Australian state and central govt should hang its head in shame ( if there is any left, that is)…….
The triage system is a failure with nurses making decisions that they are not properly qualified to make. Doctors are the only ones who should be working triage. Send two doctors into the waiting rooms to assess patients as they arrive instead of making people wait hours on end. I’m sure you would see minor cases delt with on the spot and those that need an emergency bed be placed straight away. The biggest problem is that once the beds are full the doctors wander around aimlessly because they can’t see anymore patients until a bed becomes available. If you have someone taking up a bed because of a minor issue that could have been delt with in the waiting area by a triage doctor then the hospital is wasting resources that could have gone to someone in greater need of a bed and full medical attention. I feel for this family. Nobody should go through this. To experience the joy of giving life then having that life ripped away from you is horrific to say the least.
What professional neglect? Yeah its sad BUT she was given a triage category in the ED based on the potential severity of the condition and risk.
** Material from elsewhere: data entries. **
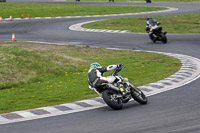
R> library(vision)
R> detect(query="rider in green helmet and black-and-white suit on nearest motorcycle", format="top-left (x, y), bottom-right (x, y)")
top-left (88, 62), bottom-right (125, 94)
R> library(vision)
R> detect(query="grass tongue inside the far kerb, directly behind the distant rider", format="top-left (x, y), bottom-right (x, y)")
top-left (83, 13), bottom-right (200, 33)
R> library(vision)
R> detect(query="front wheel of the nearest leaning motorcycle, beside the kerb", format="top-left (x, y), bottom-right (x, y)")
top-left (131, 87), bottom-right (148, 104)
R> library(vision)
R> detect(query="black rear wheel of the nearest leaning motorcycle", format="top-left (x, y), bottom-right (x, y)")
top-left (102, 89), bottom-right (123, 110)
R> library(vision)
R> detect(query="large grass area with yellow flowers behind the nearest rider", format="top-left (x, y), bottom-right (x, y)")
top-left (0, 42), bottom-right (181, 113)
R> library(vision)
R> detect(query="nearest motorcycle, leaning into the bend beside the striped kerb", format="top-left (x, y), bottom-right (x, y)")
top-left (95, 65), bottom-right (148, 110)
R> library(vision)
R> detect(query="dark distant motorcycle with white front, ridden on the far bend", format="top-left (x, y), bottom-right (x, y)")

Patients with life threatening conditions eg heart attacks and strokes are seen before potential miscarriage because you can do more to safe the lives of those patients rather than a miscarriage. If she got seen by a doctor sooner just to be told, “yeah your having a miscarriage. Dont flush the toilet so we can send it to pathology” then think about it – your mother might be dead because nobody gave oxygen and did an ECG to find out she was having a life threatening arrhythmia. Its all priorities in the ED. Such is life.
It’s a difficult situation and one that isn’t easy to address. As sad as it is, early miscarriages are usually an entirely natural process. I was fortunate when I presented to Emergency that they were able to find me somewhere private. It turned out my pregnancy was ectopic but I still had to wait 48 hours for ’emergency’ surgery. I understood there were more urgent cases – shootings, stabbings, twisted bowels, etc. You can’t send these women to maternity because the birth of a live child is more important and they wouldn’t want to be in that environment (new mums with new bubs) anyway. I do feel sorry for this woman but on the flip-side, how would you feel if your child was suffering a severe asthma attack or a head injury and not seen straight away because staff were busy dealing with an early miscarriage?
I can’t even describe how annoying it is to go to the emergency room and have a bitter nurse on the other side of the glass looking you up and down and deciding whether they think you’re unwell or injured enough to be put above someone else. I have got into full on arguements with some nurses… strangely enough I kept getting put further and further down the list to get seen (or those I am with) after these occasions… REAL FULLY QUALIFIED DOCTORS SHOULD BE QUESTIONING AND OVERSEEING THIS, not some nurses who hate their jobs and feel like buffering their weight around when panicked individuals come into the emergency department asking for help or to be seen.
This is tragic, no doubt. The Triage nurse is totally to blame, she is fully trained to be able to recognise this for the urgent situation that it is, she failed dismally. The GP had let them know she was on her way, and still they failed. No use putting politics into this. Do you blame the State Labor government or do you blame the Liberal Federal government that completely underfunded health for so many years?? They’ve all screwed it up.. Triage nurse is to blame here, plain and clear.